Mengenai album Mengenang Sutedjo, hanya tertulis sedikit keterangan saja. Sedangkan instrumen musik bisa dinikmati di sini.
Jack Lemmers (known as Jack Lesmana) and Suyoso Karsono (known as Mas Yos) made a jazz band in early 60s and made a record from Irama Record's Suyoso Karsono. They are from Indonesia. They made an album, "Mengenang Sutedjo."
Pertemanan Antara Jack Lesmana, Mang Udel, dan Njoto
Seperti yang telah diceritakan oleh Sugeng Wijono di atas, bahwa ketika ia liburan SMA ke rumah Pamannya --Sutedjo-- di Jakarta, Sugeng kerap menjumpai bahwa rumah Pamannya dijadikan markas oleh para seniman Senen, diantaranya Bing Slamet, Jack Lesmana, serta Mang Udel. Bagi saya ini menarik!
Mang Udel dilahirkan dengan nama Raden Panji Poernomo. Ia bungsu dari tujuh bersaudara. Ayahnya bernama Raden Panji Tedjokoesoemo. Ayah Mang Udel ini adalah bekas Wedono di Kalisat, sebuah wilayah di kabupaten Jember, Jawa Timur. Sedangkan Jack Lesmana, ia menghabiskan masa kecil di Jember.

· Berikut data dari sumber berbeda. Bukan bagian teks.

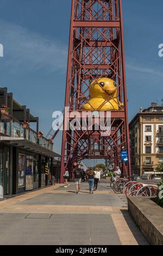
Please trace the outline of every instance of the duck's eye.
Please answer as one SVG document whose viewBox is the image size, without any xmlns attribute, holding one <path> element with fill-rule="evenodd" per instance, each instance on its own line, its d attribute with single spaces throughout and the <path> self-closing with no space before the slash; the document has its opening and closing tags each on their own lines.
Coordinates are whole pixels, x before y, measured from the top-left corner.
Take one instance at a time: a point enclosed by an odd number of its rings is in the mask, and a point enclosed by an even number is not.
<svg viewBox="0 0 163 256">
<path fill-rule="evenodd" d="M 103 82 L 101 82 L 101 83 L 99 83 L 99 84 L 101 85 L 101 86 L 103 87 L 105 86 L 105 83 L 104 83 Z"/>
</svg>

Bisa jadi dulu mereka telah berteman sedari kecil, lalu ketika besar berjumpa lagi di Jakarta dan sama-sama menyukai bidang seni. Jika benar, ia serupa dengan pertemanan antara Jack Lesmana dan Njoto.
Dalam Catatan Julius Pour, halaman 448
NJOTO. Saat bersekolah di HIS, ia tinggal bersama kakek dan nenek dari pihak ibu di Kampung Tempean Gang Tiga, Jember. Kini di sekitaran Jalan Samanhudi, Pasar Tanjung Jember. Mulanya Njoto menikmati udara Bondowoso, kabupaten di sebelah Jember. Adiknya juga turut serta ke Jember, Sri Windarti namanya. Ayahnya --Raden Sosro-- ingin agar anak-anaknya bisa belajar di sekolah Belanda, yang dianggapnya jauh lebih teratur kurikulumnya, ketimbang sekolah rakyat untuk orang kebanyakan di Bondowoso, sekitar 30 kilometer utara Jember.
Setamat dari HIS, Njoto melanjutkan studinya di MULO Jember, namun tidak sampai selesai. Ketika Jepang masuk Jember, sekolah itu ditutup. Sejak saat itu ia melanjutkan studinya di Solo.
Njoto lebih tua tiga tahun dari Jack Lesmana. Jack sendiri dilahirkan pada 18 Oktober 1930. Masa kecilnya ia habiskan di jantung kota Jember, kini jalan Trunojoyo. Jaraknya tentu tak jauh dari kediaman kakek dan nenenk Njoto di Tempean. Dari sinilah pertemanan mereka dimulai. Kelak ketika berjumpa kembali di Jakarta, mereka sering berkumpul sambil bermain musik.